The Federal Maritime Commission (FMC) unanimously approved a port alliance between Seattle and Tacoma. Formerly rival Washington State ports, the new Northwest Seaport Alliance brings terminal operation and marketing under a single umbrella. Officials indicated that this is not a merger and that both ports will remain separate organizations and retain ownership of their respective assets. But the Seattle-Tacoma alliance creates the third-largest container gateway in the U.S. after the Los Angeles-Long Beach and New York-New Jersey ports.
The catalyst for this agreement is the increased need for deeper waterways and expanded facilities as more 20,000 TEU box ships are constructed. Seattle and Tacoma now have the means to reconstruct or combine smaller facilities into bigger, modern terminals better suited for large container ships.

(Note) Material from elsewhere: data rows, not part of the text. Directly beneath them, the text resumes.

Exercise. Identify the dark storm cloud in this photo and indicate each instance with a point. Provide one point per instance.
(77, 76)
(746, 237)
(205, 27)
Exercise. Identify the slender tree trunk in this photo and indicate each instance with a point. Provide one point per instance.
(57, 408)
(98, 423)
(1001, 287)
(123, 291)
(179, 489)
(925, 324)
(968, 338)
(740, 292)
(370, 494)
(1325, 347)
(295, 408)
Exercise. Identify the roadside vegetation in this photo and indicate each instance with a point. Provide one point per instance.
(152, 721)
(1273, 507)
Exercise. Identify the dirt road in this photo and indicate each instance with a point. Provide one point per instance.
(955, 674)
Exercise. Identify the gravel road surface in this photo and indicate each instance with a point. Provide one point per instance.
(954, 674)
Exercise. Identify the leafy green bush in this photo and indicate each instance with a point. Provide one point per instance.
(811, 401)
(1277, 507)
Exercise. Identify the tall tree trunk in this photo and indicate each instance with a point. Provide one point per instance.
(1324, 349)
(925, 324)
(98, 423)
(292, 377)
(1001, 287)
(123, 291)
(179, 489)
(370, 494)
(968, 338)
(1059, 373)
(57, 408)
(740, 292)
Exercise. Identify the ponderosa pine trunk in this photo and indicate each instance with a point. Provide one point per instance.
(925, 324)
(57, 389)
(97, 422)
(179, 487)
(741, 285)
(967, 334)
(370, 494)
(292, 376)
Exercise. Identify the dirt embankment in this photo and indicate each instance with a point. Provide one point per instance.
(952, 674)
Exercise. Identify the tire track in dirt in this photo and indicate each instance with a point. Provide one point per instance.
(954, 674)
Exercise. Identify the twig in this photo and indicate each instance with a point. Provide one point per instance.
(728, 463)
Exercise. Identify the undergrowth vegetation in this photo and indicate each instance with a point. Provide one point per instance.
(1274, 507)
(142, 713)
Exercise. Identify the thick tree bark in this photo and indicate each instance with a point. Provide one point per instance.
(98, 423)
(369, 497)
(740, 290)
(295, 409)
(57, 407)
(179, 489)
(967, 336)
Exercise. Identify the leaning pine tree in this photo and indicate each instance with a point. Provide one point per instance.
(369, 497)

The Northwest Seaport Alliance also creates the Port Development Authority (PDA), which will focus on investing in cargo, rail and truck capacity as well as client recruitment and retention. The PDA will begin operation August 1.
"The Pacific Northwest is a key region for inbound and outbound United States cargo, moving cargo not only for the regional trade but also cargo headed to destinations throughout the entire US Midwest. This alliance will help the region remain competitive into the future," said FMC Chairman Mario Cordero.
This agreement comes one week after the Washington State Legislature approved a $16.2 billion transportation package expected to speed the movement of cargo through ports and freighter corridors.